Жеф втолкнул Дюпюша в свое кафе. За одним из столиков сидели трое клиентов.

— Я дам тебе записочку к мэру. Ему нужен человек, который присматривал бы за арестантами, убирающими улицы и скверы… Ну-ка, пропусти стаканчик пива.

Ну что ж, Дюпюш не чувствовал себя униженным.

Жеф был сильнее его, он это знал. Жеф был грубым животным. А какое это имеет значение? Жеф сидит целыми днями в своем кафе, как медведь в клетке, и тупеет от скуки. Он, Дюпюш, никогда не скучал.
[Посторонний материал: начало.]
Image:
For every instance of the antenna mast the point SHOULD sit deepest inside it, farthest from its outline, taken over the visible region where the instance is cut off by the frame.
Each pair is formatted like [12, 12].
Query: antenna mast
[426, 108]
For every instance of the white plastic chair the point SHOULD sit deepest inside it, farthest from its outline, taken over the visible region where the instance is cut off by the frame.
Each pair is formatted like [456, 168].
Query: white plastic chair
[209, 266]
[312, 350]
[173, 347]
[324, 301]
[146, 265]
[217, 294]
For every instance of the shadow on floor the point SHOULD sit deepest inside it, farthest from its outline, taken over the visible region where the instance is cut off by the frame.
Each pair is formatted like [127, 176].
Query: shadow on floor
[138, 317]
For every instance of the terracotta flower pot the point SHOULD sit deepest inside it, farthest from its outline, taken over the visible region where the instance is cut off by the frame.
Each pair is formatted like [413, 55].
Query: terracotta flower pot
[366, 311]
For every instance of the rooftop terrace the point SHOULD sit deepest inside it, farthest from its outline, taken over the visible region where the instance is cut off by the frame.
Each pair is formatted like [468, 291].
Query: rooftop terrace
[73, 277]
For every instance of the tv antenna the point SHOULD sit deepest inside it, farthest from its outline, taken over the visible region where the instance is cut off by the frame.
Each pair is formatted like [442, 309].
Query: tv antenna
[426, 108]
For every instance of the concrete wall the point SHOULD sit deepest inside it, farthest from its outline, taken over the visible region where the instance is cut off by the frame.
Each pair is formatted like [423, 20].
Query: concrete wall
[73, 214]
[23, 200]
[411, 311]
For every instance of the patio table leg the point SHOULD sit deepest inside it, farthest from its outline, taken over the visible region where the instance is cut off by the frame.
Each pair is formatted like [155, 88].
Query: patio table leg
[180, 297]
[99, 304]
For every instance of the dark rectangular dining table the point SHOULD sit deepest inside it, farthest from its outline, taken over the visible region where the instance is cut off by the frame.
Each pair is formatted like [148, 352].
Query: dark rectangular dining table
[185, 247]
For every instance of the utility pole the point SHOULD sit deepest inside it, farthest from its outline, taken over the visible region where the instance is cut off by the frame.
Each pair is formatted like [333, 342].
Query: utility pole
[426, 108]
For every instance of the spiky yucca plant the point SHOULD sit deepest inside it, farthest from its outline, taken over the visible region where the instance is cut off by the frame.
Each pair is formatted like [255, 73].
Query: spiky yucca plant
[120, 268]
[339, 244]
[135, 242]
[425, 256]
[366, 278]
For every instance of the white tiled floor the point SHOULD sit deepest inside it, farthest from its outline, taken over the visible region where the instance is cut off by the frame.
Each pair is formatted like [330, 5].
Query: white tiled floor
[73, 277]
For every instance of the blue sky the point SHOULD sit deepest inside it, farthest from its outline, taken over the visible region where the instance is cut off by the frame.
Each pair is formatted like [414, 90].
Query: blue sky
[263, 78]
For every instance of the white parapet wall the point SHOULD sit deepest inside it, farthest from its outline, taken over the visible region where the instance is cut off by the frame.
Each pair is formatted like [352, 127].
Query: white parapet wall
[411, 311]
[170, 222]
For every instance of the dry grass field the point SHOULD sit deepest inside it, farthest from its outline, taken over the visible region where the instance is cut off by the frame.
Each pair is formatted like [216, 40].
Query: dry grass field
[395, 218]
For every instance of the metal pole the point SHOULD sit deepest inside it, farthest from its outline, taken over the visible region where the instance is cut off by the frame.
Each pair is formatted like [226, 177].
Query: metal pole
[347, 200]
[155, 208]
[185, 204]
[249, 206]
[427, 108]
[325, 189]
Он жил внутри себя, как г-н Филипп. Интересно было бы повидать его, убедиться, что они похожи друг на друга. Дюпюшу достаточно было себя. Он шел по улице, но мысленно был далеко отсюда, он думал, приводил в порядок вороха мыслей и образов.

— Вот записка. Явишься к мэру завтра в девять утра.

Да приведи себя в порядок, слышишь.

— Благодарю.

— Не за что.

Это произошло однажды вечером, когда Дюпюш вернулся домой. Никто его не предупредил. Утром он ушел, как всегда, завернув свой завтрак в клеенку.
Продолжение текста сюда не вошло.